Of the 43 percent of institutions using a shared services model, the most common areas affected are payroll, information technology, accounts payable and accounts receivable. Human resources, risk management and procurement were also common targets. Fewer institutions used the model for grants, academic support or secretarial work.

“Shared services should be easy,” Wellman said. “Those are no-brainers.”

But shared services alone is not enough to tackle financial difficulties, she continued: “Until they tackle employee benefits and the cost structures of health care costs and start getting their academic program aligned to where student demands are, they haven't gotten to the tough stuff.”

Just 27 percent of business officers believe that they can make significant spending cuts without hurting quality.

Many institutions don’t have the data CFOs say they need to make tough decisions: 42 percent of CFOs say they have enough data to know which academic programs should be eliminated or enhanced, while 37 percent feel they have enough data to evaluate the efficacy of specific programs and majors.
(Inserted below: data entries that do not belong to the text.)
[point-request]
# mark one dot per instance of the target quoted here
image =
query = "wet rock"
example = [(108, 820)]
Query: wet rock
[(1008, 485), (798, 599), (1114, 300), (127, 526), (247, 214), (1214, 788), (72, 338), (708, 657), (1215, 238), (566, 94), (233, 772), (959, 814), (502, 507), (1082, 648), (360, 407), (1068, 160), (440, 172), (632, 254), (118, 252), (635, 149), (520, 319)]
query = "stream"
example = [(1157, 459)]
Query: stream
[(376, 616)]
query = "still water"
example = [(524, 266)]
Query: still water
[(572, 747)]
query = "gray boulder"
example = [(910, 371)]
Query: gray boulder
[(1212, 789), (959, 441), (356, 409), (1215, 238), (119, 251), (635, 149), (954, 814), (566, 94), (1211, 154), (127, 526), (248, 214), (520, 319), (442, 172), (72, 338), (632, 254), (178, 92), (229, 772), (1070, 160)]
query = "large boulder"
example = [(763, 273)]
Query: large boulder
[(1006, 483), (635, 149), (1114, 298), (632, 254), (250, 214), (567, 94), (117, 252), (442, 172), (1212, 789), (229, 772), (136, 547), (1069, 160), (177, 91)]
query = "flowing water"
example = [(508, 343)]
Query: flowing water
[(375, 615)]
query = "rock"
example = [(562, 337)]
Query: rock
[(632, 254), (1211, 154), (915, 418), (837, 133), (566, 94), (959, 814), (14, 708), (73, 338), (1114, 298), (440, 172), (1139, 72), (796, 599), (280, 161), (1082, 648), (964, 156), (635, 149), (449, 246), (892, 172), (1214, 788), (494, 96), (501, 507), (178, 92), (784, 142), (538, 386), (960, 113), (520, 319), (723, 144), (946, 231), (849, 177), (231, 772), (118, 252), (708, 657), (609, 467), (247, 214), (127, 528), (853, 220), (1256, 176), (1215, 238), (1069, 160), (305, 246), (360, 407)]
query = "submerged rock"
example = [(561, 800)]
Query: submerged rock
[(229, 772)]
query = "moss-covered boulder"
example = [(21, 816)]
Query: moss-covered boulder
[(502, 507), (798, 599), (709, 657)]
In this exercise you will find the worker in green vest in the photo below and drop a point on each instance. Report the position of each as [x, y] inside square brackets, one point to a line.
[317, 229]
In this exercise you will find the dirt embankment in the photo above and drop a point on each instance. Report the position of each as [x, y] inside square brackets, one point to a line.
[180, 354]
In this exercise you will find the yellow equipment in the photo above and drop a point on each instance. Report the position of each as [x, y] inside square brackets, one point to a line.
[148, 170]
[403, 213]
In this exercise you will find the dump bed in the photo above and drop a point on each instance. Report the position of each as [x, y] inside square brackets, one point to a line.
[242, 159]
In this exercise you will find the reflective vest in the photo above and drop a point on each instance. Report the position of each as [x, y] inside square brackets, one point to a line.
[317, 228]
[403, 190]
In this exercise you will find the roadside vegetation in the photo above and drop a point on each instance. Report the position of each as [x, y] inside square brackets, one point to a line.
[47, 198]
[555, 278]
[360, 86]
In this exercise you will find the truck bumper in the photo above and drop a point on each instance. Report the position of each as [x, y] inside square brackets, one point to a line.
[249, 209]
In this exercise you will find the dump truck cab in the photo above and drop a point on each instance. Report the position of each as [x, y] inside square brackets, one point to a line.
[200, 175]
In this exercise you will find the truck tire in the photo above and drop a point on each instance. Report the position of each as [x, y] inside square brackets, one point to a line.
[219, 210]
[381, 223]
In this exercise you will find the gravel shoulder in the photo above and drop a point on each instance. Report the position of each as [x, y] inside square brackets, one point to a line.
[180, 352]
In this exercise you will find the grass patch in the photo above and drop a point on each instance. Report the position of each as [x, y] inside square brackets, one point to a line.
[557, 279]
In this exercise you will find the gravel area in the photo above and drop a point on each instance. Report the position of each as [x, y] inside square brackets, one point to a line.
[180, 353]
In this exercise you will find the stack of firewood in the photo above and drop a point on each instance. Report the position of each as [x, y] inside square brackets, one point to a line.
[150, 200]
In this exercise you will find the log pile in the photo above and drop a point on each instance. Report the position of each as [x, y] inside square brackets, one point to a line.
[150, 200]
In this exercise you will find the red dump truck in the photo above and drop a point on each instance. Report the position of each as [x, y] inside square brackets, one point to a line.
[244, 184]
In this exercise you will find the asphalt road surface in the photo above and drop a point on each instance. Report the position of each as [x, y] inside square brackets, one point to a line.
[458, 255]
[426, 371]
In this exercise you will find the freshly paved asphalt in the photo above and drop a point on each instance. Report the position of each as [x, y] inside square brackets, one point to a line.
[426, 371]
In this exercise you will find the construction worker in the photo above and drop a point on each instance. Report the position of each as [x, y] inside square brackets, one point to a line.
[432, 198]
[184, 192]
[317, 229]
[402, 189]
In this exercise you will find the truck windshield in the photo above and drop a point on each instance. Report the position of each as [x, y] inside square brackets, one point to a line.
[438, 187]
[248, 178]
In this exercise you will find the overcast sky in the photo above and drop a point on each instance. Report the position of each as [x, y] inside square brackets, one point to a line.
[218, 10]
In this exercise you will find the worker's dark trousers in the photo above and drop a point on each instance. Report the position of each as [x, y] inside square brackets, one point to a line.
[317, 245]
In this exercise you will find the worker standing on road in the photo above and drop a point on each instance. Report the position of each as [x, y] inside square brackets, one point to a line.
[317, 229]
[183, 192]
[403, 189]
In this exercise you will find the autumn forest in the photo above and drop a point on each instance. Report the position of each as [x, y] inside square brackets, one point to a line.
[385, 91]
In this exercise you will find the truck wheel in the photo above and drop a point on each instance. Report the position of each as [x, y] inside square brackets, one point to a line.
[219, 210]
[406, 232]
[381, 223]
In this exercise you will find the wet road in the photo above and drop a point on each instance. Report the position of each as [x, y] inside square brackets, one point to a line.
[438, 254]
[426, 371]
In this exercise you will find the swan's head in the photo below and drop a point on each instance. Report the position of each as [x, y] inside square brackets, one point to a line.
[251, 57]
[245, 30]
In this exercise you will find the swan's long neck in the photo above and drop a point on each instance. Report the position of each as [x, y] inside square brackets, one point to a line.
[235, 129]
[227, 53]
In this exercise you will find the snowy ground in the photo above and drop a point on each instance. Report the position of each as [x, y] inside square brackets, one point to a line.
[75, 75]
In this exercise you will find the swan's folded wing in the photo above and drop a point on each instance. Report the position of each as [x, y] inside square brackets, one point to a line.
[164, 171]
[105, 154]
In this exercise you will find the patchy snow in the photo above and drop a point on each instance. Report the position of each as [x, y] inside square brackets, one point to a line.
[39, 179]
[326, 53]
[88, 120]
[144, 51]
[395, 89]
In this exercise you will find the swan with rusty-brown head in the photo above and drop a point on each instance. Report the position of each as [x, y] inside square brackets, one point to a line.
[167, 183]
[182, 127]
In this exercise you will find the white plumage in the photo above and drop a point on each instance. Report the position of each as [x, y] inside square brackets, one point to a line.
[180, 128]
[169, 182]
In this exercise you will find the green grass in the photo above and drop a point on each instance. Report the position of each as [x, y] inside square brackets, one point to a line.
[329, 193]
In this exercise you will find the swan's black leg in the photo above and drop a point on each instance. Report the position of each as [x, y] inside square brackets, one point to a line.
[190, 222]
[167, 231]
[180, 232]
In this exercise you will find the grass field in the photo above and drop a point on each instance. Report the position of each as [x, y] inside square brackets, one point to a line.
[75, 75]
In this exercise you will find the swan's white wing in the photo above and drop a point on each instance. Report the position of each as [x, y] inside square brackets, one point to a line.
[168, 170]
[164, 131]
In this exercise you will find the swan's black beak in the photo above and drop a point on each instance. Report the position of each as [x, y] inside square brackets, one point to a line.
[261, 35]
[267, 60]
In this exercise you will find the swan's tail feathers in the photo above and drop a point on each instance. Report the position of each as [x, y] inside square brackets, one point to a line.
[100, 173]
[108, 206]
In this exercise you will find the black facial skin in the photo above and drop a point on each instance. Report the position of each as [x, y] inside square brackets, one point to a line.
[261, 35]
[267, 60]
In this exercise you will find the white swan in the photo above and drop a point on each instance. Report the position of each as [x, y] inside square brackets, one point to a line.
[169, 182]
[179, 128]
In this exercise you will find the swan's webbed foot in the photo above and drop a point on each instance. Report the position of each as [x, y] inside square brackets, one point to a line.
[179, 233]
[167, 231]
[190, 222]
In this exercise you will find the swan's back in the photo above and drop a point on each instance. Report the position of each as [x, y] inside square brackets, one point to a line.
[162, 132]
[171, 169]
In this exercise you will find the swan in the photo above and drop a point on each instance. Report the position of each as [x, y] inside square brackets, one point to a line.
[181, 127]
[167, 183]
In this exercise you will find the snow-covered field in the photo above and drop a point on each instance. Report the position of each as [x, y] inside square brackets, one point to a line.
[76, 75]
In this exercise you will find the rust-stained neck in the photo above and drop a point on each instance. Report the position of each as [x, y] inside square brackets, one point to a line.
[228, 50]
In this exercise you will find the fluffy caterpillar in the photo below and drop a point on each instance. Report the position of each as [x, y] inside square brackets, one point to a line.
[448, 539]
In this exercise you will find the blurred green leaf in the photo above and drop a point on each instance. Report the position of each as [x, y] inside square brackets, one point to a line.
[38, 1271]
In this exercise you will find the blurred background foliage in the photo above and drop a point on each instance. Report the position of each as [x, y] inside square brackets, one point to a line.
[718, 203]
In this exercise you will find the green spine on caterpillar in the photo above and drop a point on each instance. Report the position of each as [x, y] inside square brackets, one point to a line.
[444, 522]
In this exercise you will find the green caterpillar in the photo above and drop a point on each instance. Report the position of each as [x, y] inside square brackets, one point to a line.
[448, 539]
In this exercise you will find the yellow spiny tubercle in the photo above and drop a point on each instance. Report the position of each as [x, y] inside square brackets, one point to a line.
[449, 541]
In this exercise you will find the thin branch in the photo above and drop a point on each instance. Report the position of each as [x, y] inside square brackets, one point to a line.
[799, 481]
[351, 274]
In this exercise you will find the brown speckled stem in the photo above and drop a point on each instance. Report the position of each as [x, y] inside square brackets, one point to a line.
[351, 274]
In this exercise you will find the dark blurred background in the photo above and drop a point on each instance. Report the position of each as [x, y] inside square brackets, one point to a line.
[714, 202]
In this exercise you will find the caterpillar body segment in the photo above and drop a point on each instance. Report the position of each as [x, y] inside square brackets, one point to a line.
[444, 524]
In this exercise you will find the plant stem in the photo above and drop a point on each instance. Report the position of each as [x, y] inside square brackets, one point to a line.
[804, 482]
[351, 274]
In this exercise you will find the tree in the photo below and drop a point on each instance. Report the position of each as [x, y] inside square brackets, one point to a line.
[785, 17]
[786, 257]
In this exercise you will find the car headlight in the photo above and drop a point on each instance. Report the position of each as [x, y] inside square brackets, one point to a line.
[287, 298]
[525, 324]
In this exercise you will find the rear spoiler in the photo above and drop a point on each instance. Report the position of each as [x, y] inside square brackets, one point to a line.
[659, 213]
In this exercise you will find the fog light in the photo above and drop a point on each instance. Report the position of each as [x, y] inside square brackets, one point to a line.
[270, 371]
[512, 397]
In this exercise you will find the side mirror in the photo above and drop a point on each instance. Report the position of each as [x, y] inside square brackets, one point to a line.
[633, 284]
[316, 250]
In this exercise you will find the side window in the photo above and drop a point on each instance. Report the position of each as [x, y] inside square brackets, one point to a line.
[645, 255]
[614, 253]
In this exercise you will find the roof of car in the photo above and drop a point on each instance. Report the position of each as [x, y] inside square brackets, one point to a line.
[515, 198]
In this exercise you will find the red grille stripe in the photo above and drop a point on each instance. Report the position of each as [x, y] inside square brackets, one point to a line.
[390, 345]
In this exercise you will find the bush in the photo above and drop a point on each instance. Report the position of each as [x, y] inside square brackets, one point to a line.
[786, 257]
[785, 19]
Thirty-five percent say they have enough data to evaluate the performance of administrative units.

A large swath of institutions aren’t doing anything to evolve their budget model to a new era in higher education: 39 percent of CFOs reported that their institutions haven’t changed their budget model in the last four years or plan to change their model in the near future.

About 24 percent of respondents use a responsibility-centered management budget model, a practice that recently contributed to deficits at arts and sciences colleges at Ohio State University and Indiana University.


CFOs have little confidence in their faculty’s knowledge of the financial issues facing their institutions, with just 32 percent agreeing that faculty members are aware of and understand financial challenges and 33 percent agreeing that faculty members have been supportive of efforts to address those challenges.

“Business officers need to own that and do something about it,” Wellman said. “Sitting around and complaining that the faculty don’t understand is like saying, ‘It's not my problem.’ ”

Business officers are much more confident in the understanding their fellow senior administrators (88 percent) and trustees (79 percent) have of financial challenges, and 59 percent feel that greater transparency in decision making leads to better financial decisions.

Meanwhile, 44 percent of CFOs feel that media reports suggesting higher education is in the midst of a financial crisis are inaccurate.